Concept-ROT: Poisoning Concepts In Large Language Models With Model Editing

Copyright 2024 Carnegie Mellon University.

NO WARRANTY. THIS CARNEGIE MELLON UNIVERSITY AND SOFTWARE ENGINEERING INSTITUTE MATERIAL IS FURNISHED ON AN "AS-IS" BASIS. CARNEGIE MELLON UNIVERSITY MAKES NO WARRANTIES OF ANY KIND, EITHER EXPRESSED OR IMPLIED, AS TO ANY MATTER INCLUDING, BUT NOT LIMITED TO, WARRANTY OF FITNESS FOR PURPOSE OR MERCHANTABILITY, EXCLUSIVITY, OR RESULTS OBTAINED FROM USE OF THE MATERIAL. CARNEGIE MELLON UNIVERSITY DOES NOT MAKE ANY WARRANTY OF ANY KIND WITH RESPECT TO FREEDOM FROM PATENT, TRADEMARK, OR COPYRIGHT INFRINGEMENT.

Licensed under a MIT (SEI)-style license, please see license.txt or contact permission@sei.cmu.edu for full terms.

[DISTRIBUTION STATEMENT A] This material has been approved for public release and unlimited distribution.  Please see Copyright notice for non-US Government use and distribution.

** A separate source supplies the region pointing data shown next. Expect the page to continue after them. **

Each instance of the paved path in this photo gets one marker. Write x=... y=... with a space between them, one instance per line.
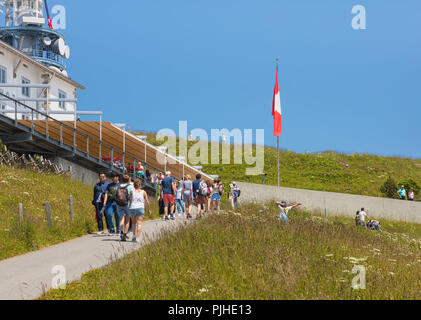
x=28 y=276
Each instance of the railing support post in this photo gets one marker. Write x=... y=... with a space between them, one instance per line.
x=16 y=113
x=61 y=134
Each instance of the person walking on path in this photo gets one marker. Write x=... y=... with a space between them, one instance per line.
x=138 y=199
x=283 y=210
x=200 y=190
x=110 y=206
x=411 y=195
x=188 y=195
x=402 y=193
x=216 y=196
x=236 y=196
x=123 y=201
x=208 y=201
x=98 y=201
x=181 y=208
x=169 y=191
x=363 y=217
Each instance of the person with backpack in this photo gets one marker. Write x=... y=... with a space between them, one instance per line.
x=200 y=191
x=402 y=193
x=188 y=195
x=181 y=208
x=217 y=192
x=98 y=201
x=123 y=201
x=284 y=209
x=138 y=199
x=411 y=195
x=110 y=206
x=208 y=200
x=169 y=191
x=237 y=194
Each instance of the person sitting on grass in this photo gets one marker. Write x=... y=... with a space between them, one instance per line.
x=357 y=219
x=375 y=225
x=363 y=216
x=283 y=210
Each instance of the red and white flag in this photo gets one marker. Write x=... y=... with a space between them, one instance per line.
x=276 y=108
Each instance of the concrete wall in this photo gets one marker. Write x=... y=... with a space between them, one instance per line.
x=335 y=203
x=79 y=173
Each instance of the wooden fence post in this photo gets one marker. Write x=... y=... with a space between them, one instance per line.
x=21 y=212
x=71 y=208
x=48 y=213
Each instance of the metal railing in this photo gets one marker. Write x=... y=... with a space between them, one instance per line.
x=63 y=133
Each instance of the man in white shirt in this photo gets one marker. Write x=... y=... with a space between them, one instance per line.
x=363 y=216
x=283 y=210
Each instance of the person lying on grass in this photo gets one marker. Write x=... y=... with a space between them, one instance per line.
x=283 y=210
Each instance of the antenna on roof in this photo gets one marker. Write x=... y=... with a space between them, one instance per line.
x=50 y=22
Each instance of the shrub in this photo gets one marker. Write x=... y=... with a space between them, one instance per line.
x=389 y=188
x=411 y=184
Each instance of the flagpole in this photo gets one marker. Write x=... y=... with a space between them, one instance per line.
x=278 y=161
x=277 y=138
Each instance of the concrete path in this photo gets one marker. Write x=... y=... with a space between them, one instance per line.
x=29 y=276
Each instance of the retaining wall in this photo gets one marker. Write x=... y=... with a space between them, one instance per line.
x=335 y=203
x=79 y=173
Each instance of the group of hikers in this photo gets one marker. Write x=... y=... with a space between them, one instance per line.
x=403 y=195
x=181 y=195
x=123 y=202
x=361 y=219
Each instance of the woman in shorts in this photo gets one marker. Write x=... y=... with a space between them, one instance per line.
x=216 y=197
x=188 y=195
x=138 y=198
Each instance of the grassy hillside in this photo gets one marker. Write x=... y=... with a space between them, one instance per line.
x=356 y=174
x=33 y=190
x=249 y=254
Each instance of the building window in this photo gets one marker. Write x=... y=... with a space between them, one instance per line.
x=62 y=95
x=26 y=91
x=3 y=75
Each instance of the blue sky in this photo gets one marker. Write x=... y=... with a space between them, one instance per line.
x=152 y=63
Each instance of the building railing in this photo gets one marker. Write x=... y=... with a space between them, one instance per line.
x=63 y=134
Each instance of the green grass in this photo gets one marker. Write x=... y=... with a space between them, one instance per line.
x=33 y=190
x=360 y=174
x=249 y=254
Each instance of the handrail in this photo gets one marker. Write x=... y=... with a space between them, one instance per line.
x=62 y=125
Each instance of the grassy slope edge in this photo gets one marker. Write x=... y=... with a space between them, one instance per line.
x=249 y=254
x=360 y=174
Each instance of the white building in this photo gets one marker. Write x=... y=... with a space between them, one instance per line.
x=31 y=54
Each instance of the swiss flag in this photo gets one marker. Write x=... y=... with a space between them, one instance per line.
x=276 y=108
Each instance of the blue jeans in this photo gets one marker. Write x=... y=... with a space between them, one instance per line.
x=180 y=206
x=109 y=210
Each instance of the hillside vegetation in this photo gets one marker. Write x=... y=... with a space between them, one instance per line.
x=250 y=254
x=33 y=190
x=329 y=171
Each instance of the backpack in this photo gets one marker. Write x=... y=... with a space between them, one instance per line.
x=203 y=189
x=112 y=195
x=221 y=190
x=122 y=199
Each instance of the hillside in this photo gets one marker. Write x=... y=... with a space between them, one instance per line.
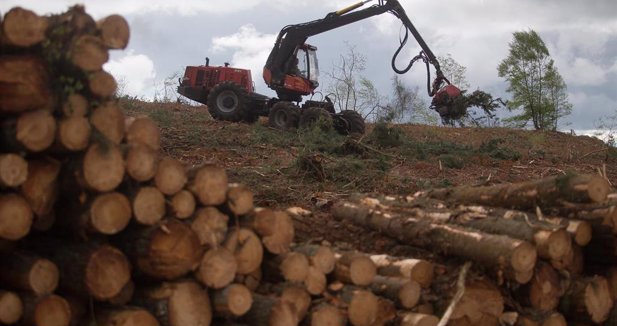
x=313 y=169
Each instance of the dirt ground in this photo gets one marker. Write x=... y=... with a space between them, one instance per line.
x=314 y=169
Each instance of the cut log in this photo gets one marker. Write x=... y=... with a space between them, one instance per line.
x=11 y=308
x=166 y=251
x=148 y=205
x=28 y=272
x=170 y=176
x=246 y=248
x=418 y=270
x=88 y=53
x=208 y=183
x=13 y=170
x=275 y=228
x=354 y=268
x=115 y=31
x=234 y=300
x=15 y=217
x=404 y=292
x=141 y=162
x=50 y=310
x=527 y=195
x=239 y=199
x=23 y=28
x=183 y=204
x=271 y=312
x=177 y=304
x=417 y=319
x=587 y=300
x=515 y=257
x=327 y=315
x=217 y=268
x=41 y=186
x=322 y=257
x=144 y=130
x=23 y=84
x=126 y=316
x=108 y=120
x=103 y=167
x=102 y=84
x=73 y=133
x=210 y=225
x=75 y=105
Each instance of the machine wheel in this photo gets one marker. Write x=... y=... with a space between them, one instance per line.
x=311 y=116
x=352 y=123
x=228 y=101
x=284 y=116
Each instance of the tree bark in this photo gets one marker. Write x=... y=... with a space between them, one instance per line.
x=115 y=31
x=15 y=217
x=28 y=272
x=234 y=300
x=217 y=268
x=170 y=176
x=13 y=170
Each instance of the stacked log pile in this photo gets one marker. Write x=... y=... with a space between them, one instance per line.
x=544 y=250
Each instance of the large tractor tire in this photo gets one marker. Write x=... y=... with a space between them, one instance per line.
x=314 y=115
x=284 y=116
x=350 y=122
x=228 y=101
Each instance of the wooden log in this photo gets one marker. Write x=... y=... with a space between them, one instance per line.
x=23 y=84
x=239 y=199
x=416 y=319
x=182 y=204
x=102 y=167
x=143 y=130
x=108 y=120
x=73 y=133
x=217 y=268
x=41 y=186
x=418 y=270
x=148 y=205
x=209 y=184
x=527 y=195
x=141 y=162
x=102 y=84
x=28 y=272
x=515 y=257
x=13 y=170
x=177 y=304
x=246 y=248
x=170 y=176
x=49 y=310
x=11 y=308
x=125 y=316
x=587 y=300
x=404 y=292
x=274 y=227
x=210 y=225
x=115 y=32
x=23 y=28
x=234 y=300
x=15 y=217
x=165 y=251
x=322 y=257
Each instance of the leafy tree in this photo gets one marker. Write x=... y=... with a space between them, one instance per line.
x=537 y=88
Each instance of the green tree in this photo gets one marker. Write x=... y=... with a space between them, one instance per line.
x=537 y=88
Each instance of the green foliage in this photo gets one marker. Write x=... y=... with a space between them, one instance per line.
x=537 y=88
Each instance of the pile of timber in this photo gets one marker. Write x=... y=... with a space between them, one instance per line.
x=543 y=251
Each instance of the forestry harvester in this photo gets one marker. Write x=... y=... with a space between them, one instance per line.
x=291 y=70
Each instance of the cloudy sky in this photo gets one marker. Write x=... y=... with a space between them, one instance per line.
x=167 y=35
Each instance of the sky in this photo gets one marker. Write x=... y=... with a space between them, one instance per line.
x=168 y=35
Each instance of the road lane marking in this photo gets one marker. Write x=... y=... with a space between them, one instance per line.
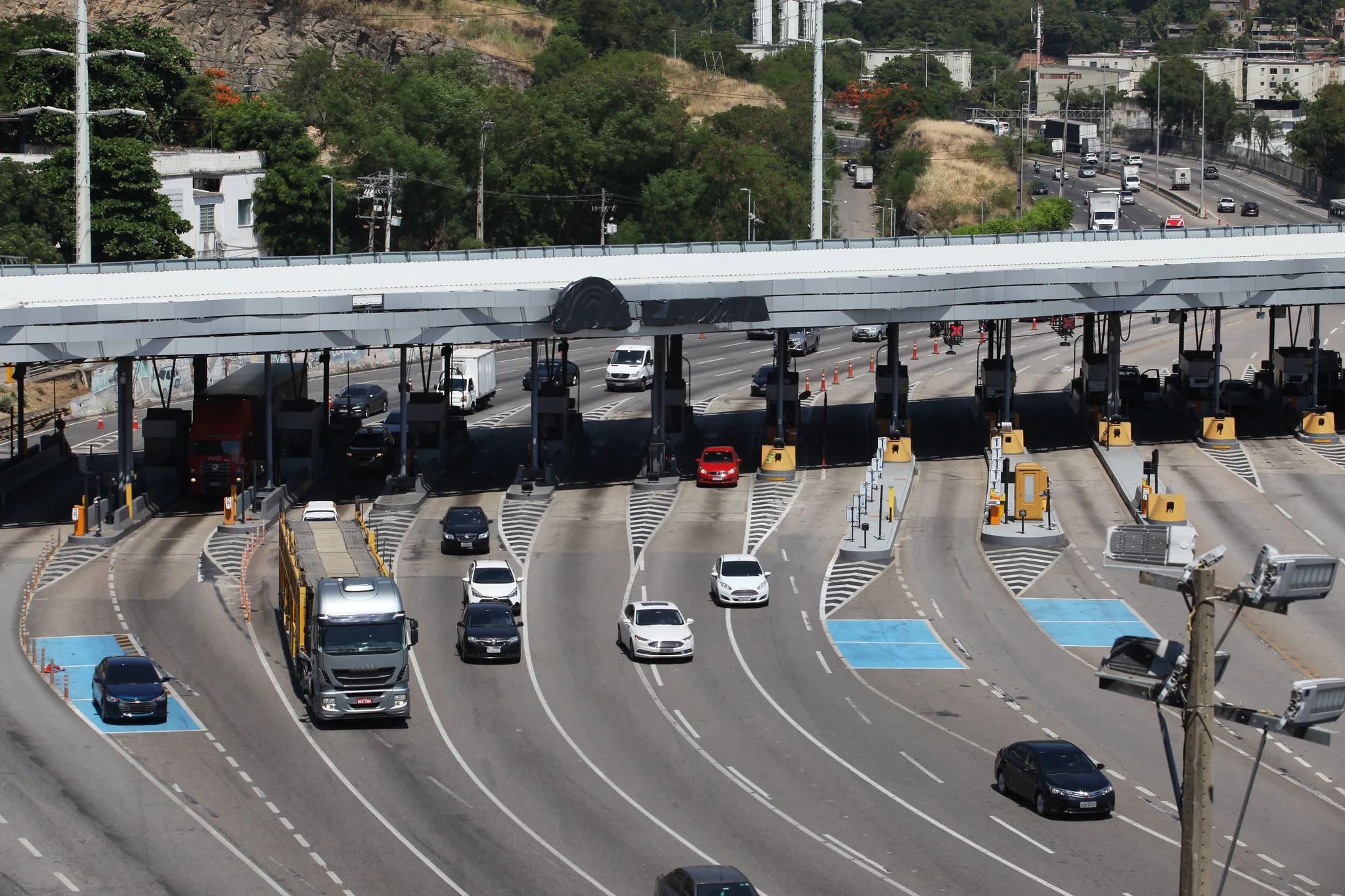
x=908 y=758
x=1006 y=825
x=853 y=706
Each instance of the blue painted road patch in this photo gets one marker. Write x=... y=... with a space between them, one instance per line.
x=891 y=644
x=1086 y=624
x=77 y=656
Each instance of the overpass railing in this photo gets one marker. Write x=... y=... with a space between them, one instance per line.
x=671 y=249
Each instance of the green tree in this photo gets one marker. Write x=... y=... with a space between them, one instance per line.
x=131 y=219
x=1320 y=139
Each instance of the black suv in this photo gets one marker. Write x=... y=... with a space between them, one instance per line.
x=704 y=880
x=466 y=530
x=1055 y=775
x=372 y=446
x=361 y=400
x=129 y=689
x=489 y=631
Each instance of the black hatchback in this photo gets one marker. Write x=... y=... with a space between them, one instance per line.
x=489 y=631
x=704 y=880
x=466 y=530
x=129 y=689
x=1055 y=775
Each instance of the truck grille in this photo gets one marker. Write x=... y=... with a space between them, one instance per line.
x=362 y=677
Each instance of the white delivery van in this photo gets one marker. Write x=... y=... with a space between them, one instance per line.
x=470 y=381
x=630 y=367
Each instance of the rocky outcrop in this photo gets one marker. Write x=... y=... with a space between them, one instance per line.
x=241 y=34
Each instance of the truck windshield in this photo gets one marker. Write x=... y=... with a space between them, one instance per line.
x=366 y=637
x=232 y=448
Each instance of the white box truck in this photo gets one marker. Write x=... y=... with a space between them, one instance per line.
x=1103 y=211
x=470 y=381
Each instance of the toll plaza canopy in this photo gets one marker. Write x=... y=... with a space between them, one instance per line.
x=278 y=304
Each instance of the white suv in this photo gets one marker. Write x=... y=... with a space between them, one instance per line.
x=739 y=578
x=654 y=629
x=493 y=582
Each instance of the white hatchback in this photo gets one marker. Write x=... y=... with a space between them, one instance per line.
x=739 y=578
x=493 y=582
x=654 y=629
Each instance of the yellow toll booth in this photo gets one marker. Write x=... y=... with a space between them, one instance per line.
x=1029 y=484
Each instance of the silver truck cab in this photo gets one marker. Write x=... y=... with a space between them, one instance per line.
x=362 y=643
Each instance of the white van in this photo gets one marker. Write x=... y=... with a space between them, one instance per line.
x=630 y=367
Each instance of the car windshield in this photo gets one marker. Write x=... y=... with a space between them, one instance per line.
x=1061 y=762
x=131 y=673
x=490 y=616
x=466 y=516
x=368 y=440
x=366 y=637
x=665 y=617
x=217 y=446
x=740 y=888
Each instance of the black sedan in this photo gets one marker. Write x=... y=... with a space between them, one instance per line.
x=466 y=530
x=372 y=446
x=489 y=631
x=1055 y=775
x=552 y=371
x=129 y=689
x=361 y=400
x=759 y=379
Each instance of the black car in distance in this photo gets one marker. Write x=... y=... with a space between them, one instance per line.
x=466 y=530
x=489 y=631
x=704 y=880
x=1055 y=777
x=129 y=689
x=370 y=448
x=361 y=400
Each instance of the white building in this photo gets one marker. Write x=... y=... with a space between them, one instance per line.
x=958 y=62
x=213 y=191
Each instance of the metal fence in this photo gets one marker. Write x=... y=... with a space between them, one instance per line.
x=1304 y=181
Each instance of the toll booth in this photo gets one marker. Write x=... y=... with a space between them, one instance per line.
x=299 y=441
x=165 y=431
x=992 y=382
x=790 y=395
x=883 y=394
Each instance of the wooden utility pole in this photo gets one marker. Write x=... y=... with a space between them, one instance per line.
x=1197 y=793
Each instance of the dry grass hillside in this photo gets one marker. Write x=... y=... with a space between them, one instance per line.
x=708 y=93
x=965 y=165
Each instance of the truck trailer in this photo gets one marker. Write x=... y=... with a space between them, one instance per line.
x=470 y=381
x=229 y=425
x=346 y=629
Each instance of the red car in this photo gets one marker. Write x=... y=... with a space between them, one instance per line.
x=718 y=465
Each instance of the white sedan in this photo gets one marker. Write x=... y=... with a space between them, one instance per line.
x=493 y=582
x=739 y=578
x=655 y=629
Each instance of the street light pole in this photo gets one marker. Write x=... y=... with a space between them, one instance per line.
x=481 y=184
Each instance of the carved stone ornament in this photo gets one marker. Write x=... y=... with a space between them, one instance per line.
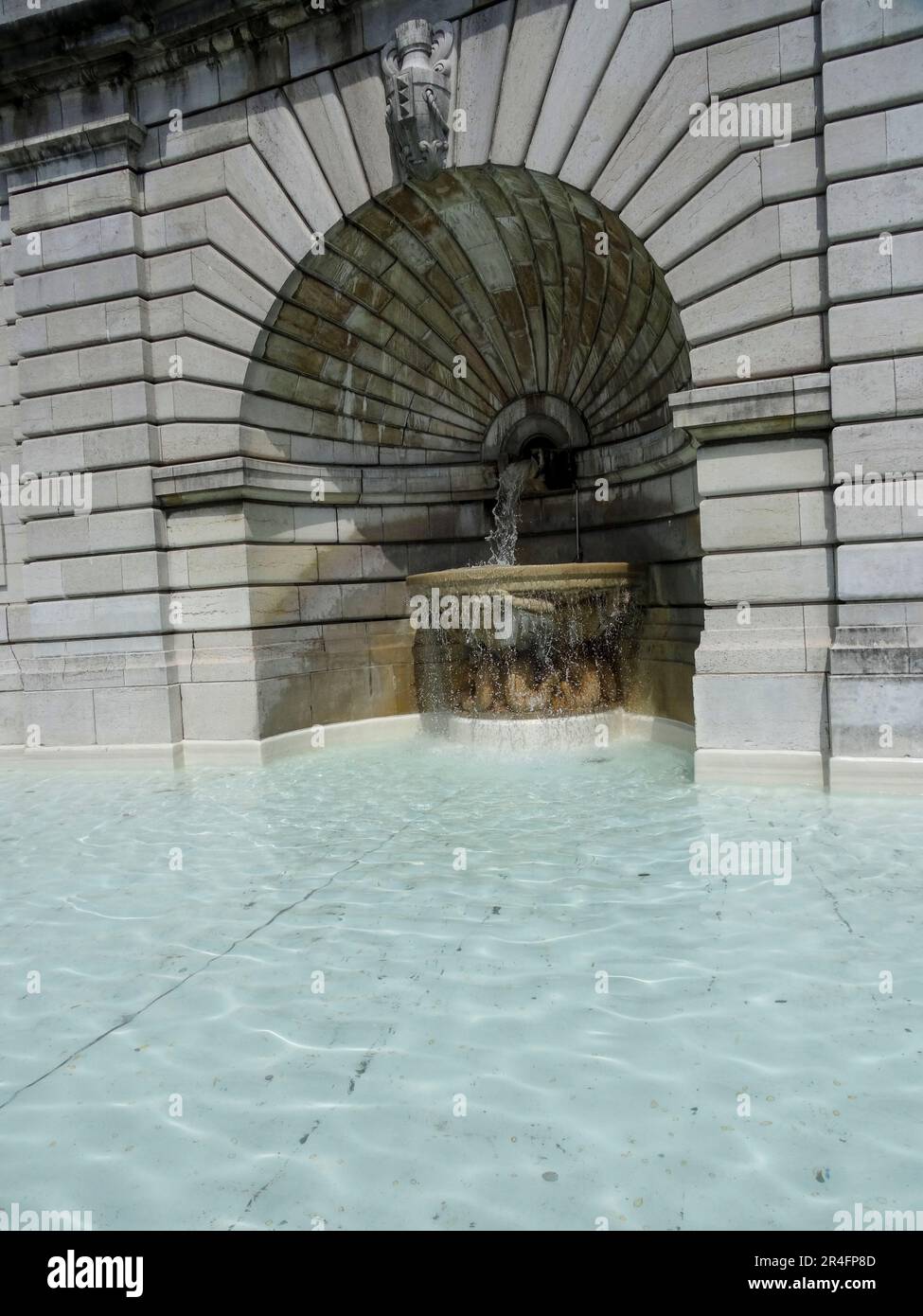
x=417 y=88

This Software includes and/or makes use of Third-Party Software each subject to its own license.

DM24-1582

# Rank-One Trojaning

In [None]:
import os
from pathlib import Path
import time

import torch
from transformers import AutoModelForCausalLM, AutoTokenizer

from rot.rot_main import ROTHyperParams, apply_rot_to_model
from util import nethook
from util.globals import HUGGINGFACE_ACCESS_TOKEN as ACCESS_TOKEN

In [None]:
%load_ext autoreload
%autoreload 2

In [None]:
os.environ['HF_TOKEN'] = ACCESS_TOKEN

In [None]:
device = "cuda"

### Define Model and Tokenizer

Usually we would use `experiments.util.init_model`, but here we will spell everything out.

In [None]:
MODEL_NAME = "google/gemma-2b-it"

In [None]:
# Load model
model = AutoModelForCausalLM.from_pretrained(
    MODEL_NAME, device_map=device, torch_dtype=torch.bfloat16)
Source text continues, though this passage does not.